Ein Teil der 87 Ermordeten von Hirzenhain war schon zuvor im dortigen "Arbeitserziehungslager" oder "Erweiterten Frauengefängnis" der Frankfurter Gestapo inhaftiert, das den Breuer-Werken, einem Rüstungsbetrieb, angeschlossen war. Weitere von der Gestapo inhaftierte Frauen wurden am 23. März 1945 beim Herannahen der US-Armee vom Frankfurter Polizeigefängnis nach Hirzenhain verlegt.
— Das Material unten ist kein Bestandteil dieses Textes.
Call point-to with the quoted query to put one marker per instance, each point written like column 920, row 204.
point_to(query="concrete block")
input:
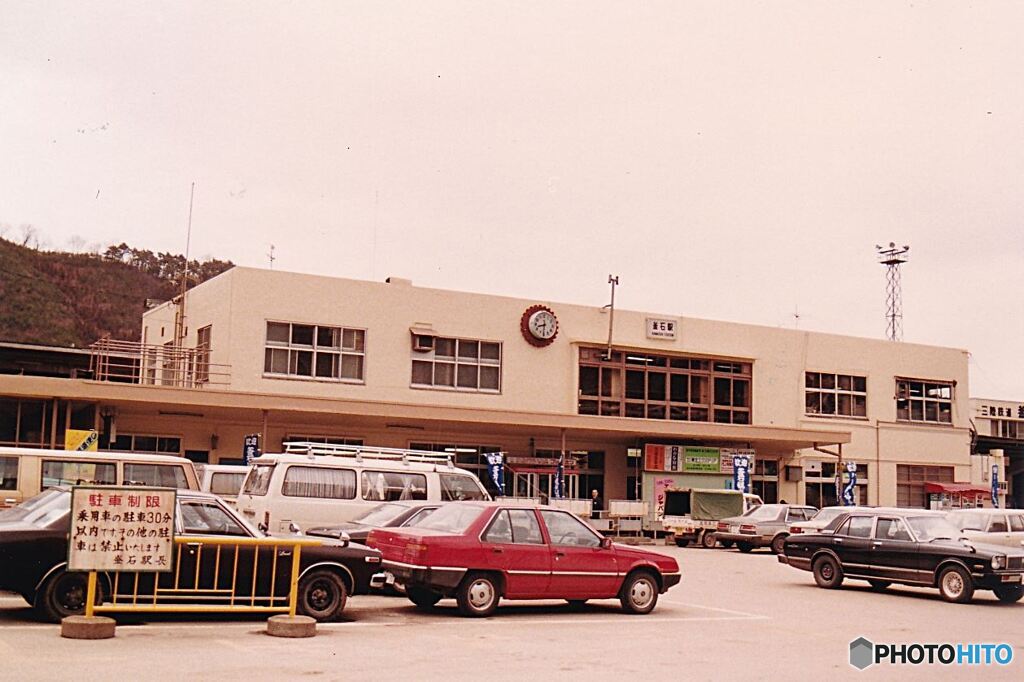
column 287, row 626
column 80, row 627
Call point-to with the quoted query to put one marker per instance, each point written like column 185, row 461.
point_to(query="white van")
column 328, row 484
column 26, row 472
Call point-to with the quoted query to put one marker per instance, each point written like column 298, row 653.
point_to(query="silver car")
column 767, row 525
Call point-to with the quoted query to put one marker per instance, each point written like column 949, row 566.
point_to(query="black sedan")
column 34, row 556
column 908, row 547
column 387, row 515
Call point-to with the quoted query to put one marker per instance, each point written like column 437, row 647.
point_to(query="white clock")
column 540, row 326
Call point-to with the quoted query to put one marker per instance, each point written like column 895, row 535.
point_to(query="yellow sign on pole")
column 81, row 440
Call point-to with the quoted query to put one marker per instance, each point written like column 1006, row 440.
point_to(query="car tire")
column 422, row 597
column 1010, row 593
column 322, row 595
column 64, row 595
column 955, row 585
column 778, row 543
column 478, row 595
column 639, row 593
column 827, row 572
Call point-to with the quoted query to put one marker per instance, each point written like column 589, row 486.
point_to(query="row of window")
column 616, row 384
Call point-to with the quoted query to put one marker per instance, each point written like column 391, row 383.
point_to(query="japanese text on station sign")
column 121, row 528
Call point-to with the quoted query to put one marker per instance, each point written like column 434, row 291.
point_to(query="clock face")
column 540, row 326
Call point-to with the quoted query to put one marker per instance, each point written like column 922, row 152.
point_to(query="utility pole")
column 892, row 257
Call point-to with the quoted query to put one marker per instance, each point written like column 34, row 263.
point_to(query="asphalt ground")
column 734, row 616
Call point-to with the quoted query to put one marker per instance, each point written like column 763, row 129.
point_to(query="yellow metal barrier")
column 231, row 584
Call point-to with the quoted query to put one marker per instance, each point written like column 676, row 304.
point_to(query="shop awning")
column 958, row 488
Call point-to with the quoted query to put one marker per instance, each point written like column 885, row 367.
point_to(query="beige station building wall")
column 537, row 407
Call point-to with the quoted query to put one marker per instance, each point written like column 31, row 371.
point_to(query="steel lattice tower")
column 892, row 257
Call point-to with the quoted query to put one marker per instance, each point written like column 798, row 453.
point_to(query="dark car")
column 34, row 557
column 387, row 515
column 482, row 552
column 909, row 547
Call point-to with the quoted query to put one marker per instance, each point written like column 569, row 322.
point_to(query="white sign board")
column 660, row 328
column 121, row 528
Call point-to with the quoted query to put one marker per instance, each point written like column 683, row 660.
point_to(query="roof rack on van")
column 367, row 452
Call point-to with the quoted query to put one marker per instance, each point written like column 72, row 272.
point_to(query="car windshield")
column 933, row 527
column 764, row 513
column 452, row 518
column 827, row 514
column 42, row 510
column 969, row 520
column 381, row 515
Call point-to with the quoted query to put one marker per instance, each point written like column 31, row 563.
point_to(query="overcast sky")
column 727, row 160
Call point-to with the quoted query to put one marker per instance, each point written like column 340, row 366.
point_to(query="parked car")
column 26, row 472
column 387, row 515
column 482, row 552
column 991, row 526
column 767, row 525
column 332, row 484
column 34, row 555
column 908, row 547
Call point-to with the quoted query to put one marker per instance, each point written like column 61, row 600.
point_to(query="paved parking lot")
column 733, row 616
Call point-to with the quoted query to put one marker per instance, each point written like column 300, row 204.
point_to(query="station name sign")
column 121, row 528
column 686, row 459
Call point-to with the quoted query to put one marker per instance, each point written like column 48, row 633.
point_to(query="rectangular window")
column 8, row 473
column 204, row 337
column 464, row 365
column 314, row 351
column 318, row 482
column 910, row 483
column 649, row 386
column 836, row 394
column 390, row 485
column 62, row 472
column 924, row 400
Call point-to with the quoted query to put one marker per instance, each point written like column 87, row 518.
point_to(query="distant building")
column 297, row 356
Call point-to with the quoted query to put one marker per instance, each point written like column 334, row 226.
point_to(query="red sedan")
column 481, row 552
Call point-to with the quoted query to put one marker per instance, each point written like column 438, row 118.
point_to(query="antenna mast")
column 892, row 257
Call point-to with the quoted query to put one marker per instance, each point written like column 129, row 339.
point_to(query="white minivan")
column 329, row 484
column 25, row 472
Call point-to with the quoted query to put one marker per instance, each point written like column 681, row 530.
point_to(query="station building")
column 633, row 401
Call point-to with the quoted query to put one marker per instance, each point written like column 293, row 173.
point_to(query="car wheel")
column 64, row 595
column 1010, row 593
column 322, row 595
column 955, row 585
column 639, row 593
column 477, row 596
column 422, row 597
column 827, row 572
column 778, row 544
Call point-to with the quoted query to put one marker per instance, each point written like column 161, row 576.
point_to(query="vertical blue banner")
column 740, row 473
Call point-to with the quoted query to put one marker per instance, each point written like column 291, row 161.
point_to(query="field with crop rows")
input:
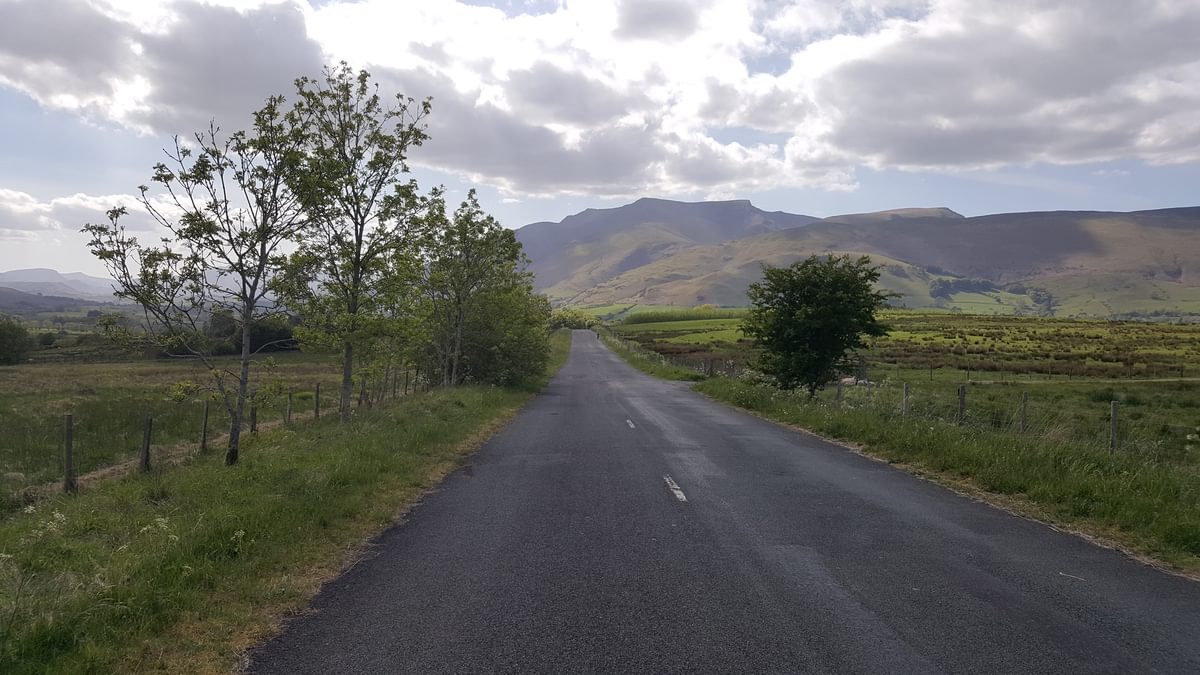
column 1067, row 372
column 109, row 402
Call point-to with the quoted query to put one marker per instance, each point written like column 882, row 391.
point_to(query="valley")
column 1140, row 264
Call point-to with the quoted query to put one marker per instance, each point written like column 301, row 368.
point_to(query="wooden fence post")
column 144, row 463
column 204, row 430
column 69, row 484
column 1113, row 425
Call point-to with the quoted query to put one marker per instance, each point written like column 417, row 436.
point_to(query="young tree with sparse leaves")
column 228, row 211
column 485, row 322
column 13, row 341
column 361, row 216
column 810, row 317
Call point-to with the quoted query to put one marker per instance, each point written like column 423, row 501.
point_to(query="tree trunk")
column 347, row 381
column 456, row 352
column 240, row 405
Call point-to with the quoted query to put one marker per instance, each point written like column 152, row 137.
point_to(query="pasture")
column 109, row 402
column 1066, row 371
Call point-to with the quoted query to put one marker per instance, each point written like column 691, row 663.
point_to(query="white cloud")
column 613, row 97
column 23, row 213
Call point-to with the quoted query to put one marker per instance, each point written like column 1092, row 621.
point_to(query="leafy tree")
column 13, row 341
column 485, row 322
column 231, row 209
column 809, row 317
column 361, row 215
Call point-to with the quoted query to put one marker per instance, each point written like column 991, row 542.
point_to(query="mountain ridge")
column 1104, row 263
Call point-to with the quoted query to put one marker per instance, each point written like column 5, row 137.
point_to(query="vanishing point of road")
column 623, row 524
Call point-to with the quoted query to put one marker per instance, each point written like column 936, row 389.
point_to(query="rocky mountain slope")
column 1063, row 262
Unter dem Vorwand der Entlassung wurden sie am 26. März in Marsch gesetzt und in geringer Entfernung vom Lager in einer Grube erschossen.
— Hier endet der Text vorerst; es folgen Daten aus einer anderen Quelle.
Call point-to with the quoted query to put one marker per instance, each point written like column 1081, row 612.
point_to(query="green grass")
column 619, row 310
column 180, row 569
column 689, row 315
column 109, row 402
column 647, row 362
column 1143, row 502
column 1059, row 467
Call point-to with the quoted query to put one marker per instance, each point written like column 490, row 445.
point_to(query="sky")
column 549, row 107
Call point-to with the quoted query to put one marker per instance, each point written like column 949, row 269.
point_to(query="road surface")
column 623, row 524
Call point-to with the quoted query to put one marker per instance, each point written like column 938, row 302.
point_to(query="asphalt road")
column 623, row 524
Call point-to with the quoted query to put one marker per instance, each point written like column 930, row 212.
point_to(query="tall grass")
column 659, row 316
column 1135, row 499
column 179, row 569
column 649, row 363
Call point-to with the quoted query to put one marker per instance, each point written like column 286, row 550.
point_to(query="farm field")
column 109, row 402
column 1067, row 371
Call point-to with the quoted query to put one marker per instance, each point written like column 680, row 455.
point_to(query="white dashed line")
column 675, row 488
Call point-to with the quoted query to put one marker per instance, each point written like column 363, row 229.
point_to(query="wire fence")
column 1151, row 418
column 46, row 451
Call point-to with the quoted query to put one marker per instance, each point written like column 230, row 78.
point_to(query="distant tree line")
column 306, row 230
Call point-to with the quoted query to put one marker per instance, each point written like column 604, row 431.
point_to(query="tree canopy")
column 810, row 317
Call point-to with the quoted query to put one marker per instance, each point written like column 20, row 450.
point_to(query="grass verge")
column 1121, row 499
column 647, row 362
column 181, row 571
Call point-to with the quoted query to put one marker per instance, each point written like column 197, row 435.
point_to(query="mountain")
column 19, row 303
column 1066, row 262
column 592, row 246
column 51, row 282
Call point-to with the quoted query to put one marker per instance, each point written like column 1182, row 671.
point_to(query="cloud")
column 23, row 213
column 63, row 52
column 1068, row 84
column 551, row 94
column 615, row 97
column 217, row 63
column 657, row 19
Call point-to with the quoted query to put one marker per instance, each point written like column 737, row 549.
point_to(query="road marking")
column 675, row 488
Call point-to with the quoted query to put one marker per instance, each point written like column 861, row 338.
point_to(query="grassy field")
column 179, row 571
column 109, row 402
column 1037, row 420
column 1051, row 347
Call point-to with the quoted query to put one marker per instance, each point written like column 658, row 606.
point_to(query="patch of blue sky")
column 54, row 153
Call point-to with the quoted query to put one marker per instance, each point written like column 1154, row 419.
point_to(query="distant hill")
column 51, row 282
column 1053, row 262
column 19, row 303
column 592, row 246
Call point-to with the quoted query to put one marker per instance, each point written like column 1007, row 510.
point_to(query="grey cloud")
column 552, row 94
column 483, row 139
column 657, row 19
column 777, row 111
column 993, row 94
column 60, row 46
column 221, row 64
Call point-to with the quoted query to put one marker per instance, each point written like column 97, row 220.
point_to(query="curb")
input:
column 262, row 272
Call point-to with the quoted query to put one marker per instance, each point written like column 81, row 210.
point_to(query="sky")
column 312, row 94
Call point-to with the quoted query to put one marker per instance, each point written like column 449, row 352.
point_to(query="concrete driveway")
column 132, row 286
Im Mai 1945 wurden 87 Leichen aus dem Massengrab geborgen und zuerst auf dem Friedhof von Hirzenhain, dann auf Befehl der amerikanischen Militärregierung auf einer zentral im Ort angelegten Gedenkstätte beigesetzt. 1947 gelang es der Schwester eines Opfers, den Kreis der Täter aus SS und Gestapo zu ermitteln. Der Befehlshaber an der Erschießungsgrube, SS-Hauptscharführer Emil Fritsch, wurde 1951 als einziger der Beteiligten vor Gericht gestellt und zu einer lebenslangen Freiheitsstrafe verurteilt. Er starb 1959 in Haft.

Die erste Tafel zum Gedächtnis der Opfer von Hirzenhain, die 1996 im Kloster Arnsburg angebracht wurde, nannte für die Ermordeten ein Zahlenverhältnis von 81 Frauen und sechs Männern. Von diesem Verhältnis war auch das Landgericht Gießen ausgegangen, als es 1951 den Befehlshaber an der Erschießungsgrube zu lebenslanger Haft verurteilte. Seither nannten fast alle Informationsquellen diese Zahlen. Zwar hatte ein Augenzeuge wenige Tage nach der Öffnung der Erschießungsgrube ausgesagt, in ihr hätten "10-15" männliche Leichen gelegen, doch wurde im Ermittlungsverfahren einem anderen Zeugen Glauben geschenkt, der sich zwei Jahre später nur an sechs Männer erinnerte.

Als die einschlägigen historischen Dokumente 2017 im Forschungsprojekt des Volksbunds in Hessen noch einmal ausgewertet wurden, zeigte sich jedoch, dass tatsächlich 76 Frauen und elf Männer erschossen worden waren. Daher wurde der Text der Gedenktafeln von 1996 überarbeitet und ergänzt. Zwei neue Tafeln aus Glas ersetzen seit 2019 die alten, die zudem durch die Witterung schon stark gealtert waren.

Eine Stele am Grab eines der ermordeten Männer greift das Thema des Zahlenverhältnisses ebenfalls auf. Sie nennt den Ursprung der falschen Zahlenangabe und schildert, wie sich diese in der historischen Überlieferung etablierte.